Re: where should I stick that backup?

From: Magnus Hagander <magnus(at)hagander(dot)net>
To: Stephen Frost <sfrost(at)snowman(dot)net>
Cc: Noah Misch <noah(at)leadboat(dot)com>, Robert Haas <robertmhaas(at)gmail(dot)com>, "pgsql-hackers(at)postgresql(dot)org" <pgsql-hackers(at)postgresql(dot)org>
Subject: Re: where should I stick that backup?
Date: 2020-04-06 17:32:45
Message-ID: CABUevEwgvWTZB0MoFezALHidFWahuczw5sgHxgfWjrPMwtRucQ@mail.gmail.com
Views: Raw Message | Whole Thread | Download mbox | Resend email
Thread:
Lists: pgsql-hackers

On Mon, Apr 6, 2020 at 4:45 PM Stephen Frost <sfrost(at)snowman(dot)net> wrote:
>
> Greetings,
>
> * Noah Misch (noah(at)leadboat(dot)com) wrote:
> > On Fri, Apr 03, 2020 at 10:19:21AM -0400, Robert Haas wrote:
> > > What I'm thinking about is: suppose we add an option to pg_basebackup
> > > with a name like --pipe-output. This would be mutually exclusive with
> > > -D, but would work at least with -Ft and maybe also with -Fp. The
> > > argument to --pipe-output would be a shell command to be executed once
> > > per output file.

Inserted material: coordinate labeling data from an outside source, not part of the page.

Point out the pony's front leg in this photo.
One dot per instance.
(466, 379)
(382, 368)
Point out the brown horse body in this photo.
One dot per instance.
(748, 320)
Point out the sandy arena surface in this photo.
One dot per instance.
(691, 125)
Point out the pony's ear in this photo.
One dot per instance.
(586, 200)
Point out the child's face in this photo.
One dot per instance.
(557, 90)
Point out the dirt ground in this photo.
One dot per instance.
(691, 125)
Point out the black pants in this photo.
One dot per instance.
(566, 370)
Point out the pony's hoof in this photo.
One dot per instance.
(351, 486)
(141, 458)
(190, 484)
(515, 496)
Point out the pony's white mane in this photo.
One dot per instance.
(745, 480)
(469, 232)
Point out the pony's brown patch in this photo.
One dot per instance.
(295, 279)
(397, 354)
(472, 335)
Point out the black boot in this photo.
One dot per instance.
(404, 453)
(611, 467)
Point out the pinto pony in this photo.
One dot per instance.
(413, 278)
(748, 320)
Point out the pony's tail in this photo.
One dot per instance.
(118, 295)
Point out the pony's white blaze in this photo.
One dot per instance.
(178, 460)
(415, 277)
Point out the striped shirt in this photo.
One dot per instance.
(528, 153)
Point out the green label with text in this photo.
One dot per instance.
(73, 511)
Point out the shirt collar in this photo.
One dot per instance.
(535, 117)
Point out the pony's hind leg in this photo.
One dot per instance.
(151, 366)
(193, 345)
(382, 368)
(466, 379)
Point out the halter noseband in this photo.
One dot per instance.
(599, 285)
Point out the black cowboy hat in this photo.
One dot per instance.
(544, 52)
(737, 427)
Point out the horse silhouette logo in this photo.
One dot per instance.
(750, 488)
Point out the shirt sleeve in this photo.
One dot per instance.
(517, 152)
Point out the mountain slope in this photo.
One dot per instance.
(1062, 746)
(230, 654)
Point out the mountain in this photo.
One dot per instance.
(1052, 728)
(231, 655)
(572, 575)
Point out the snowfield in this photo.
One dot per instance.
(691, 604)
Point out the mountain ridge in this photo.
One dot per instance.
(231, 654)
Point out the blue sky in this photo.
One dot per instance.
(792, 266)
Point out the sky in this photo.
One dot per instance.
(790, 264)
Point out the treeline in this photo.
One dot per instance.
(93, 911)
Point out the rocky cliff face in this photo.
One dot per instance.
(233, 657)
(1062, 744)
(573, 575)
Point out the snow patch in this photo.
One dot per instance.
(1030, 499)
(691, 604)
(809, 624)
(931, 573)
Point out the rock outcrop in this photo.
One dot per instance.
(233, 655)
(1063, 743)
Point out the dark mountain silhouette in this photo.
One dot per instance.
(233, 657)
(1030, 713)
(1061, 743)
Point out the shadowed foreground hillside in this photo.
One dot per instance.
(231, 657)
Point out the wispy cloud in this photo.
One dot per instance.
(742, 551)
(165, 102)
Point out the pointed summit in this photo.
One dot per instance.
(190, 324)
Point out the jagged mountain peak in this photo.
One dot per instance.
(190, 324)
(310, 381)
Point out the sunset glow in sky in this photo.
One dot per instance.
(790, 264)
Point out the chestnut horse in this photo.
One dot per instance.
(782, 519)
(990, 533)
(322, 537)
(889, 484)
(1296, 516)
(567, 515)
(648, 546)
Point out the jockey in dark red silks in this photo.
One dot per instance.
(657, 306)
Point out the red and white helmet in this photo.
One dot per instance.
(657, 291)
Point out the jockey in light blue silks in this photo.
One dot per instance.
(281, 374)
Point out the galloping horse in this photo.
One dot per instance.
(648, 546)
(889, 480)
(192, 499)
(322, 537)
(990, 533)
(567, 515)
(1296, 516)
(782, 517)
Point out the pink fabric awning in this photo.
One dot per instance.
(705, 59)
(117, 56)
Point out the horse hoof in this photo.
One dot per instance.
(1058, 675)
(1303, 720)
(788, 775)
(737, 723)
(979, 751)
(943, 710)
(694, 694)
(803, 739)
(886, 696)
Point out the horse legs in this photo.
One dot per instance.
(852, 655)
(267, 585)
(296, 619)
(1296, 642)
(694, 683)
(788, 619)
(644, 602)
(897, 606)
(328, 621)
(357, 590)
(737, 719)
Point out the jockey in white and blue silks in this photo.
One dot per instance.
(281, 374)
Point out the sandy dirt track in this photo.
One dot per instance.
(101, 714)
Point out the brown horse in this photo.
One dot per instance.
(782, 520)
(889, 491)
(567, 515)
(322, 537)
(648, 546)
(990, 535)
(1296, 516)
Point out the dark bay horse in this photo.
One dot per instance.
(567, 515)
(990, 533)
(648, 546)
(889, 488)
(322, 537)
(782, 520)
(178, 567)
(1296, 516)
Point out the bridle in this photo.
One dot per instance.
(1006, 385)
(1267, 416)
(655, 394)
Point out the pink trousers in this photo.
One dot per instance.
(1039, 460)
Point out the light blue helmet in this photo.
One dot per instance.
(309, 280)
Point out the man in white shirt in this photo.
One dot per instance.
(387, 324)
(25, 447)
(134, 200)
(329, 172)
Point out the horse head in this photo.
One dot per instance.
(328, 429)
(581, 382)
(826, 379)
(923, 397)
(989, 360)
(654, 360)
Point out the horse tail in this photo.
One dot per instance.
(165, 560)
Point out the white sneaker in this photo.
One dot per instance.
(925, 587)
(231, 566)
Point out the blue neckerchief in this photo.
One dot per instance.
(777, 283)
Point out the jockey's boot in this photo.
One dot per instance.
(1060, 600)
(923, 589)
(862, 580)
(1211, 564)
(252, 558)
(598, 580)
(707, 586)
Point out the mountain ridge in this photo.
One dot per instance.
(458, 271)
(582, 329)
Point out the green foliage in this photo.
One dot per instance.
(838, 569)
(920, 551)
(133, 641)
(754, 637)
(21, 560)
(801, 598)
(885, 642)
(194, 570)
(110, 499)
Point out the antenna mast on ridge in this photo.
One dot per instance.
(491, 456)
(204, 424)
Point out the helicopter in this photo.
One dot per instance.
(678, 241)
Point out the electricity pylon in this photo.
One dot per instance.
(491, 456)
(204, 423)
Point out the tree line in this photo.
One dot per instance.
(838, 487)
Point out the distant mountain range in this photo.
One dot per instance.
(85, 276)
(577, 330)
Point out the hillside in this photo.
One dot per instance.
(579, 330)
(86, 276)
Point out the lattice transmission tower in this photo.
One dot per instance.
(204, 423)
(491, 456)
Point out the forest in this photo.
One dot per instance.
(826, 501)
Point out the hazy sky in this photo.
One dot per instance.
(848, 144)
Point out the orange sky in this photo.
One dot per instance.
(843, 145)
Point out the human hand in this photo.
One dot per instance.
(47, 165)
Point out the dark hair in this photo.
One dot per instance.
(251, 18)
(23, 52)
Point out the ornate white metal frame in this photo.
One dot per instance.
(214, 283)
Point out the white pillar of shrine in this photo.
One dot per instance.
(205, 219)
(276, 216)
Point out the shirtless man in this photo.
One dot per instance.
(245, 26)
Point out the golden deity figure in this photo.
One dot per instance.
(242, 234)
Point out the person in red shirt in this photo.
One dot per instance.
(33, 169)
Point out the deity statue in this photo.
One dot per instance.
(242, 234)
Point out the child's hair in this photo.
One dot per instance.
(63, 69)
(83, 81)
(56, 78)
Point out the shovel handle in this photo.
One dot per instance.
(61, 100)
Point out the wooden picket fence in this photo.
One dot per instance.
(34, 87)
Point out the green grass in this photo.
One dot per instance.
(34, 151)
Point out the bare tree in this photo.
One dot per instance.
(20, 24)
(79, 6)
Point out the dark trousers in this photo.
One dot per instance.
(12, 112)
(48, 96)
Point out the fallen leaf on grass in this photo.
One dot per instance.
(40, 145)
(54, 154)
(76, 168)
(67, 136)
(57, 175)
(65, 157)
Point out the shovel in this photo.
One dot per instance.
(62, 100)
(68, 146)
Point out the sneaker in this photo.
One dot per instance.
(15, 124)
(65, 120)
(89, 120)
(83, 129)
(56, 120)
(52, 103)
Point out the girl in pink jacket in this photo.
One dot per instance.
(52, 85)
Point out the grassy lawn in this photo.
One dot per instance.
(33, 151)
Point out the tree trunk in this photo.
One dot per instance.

Any instance of %f in the shell command would be
> > > replaced with the name of the file that would have been written (and
> > > %% would turn into a single %). The shell command itself would be
> > > executed via system(). So if you want to compress, but using some
> > > other compression program instead of gzip, you could do something
> > > like:
> > >
> > > pg_basebackup -Ft --pipe-output 'bzip > %f.bz2'
> >
> > Seems good to me. I agree -Fp is a "maybe" since the overhead will be high
> > for small files.
>
> For my 2c, at least, introducing more shell commands into critical parts
> of the system is absolutely the wrong direction to go in.
> archive_command continues to be a mess that we refuse to clean up or
> even properly document and the project would be much better off by
> trying to eliminate it rather than add in new ways for users to end up
> with bad or invalid backups.

I think the bigger problem with archive_command more comes from how
it's defined to work tbh. Which leaves a lot of things open.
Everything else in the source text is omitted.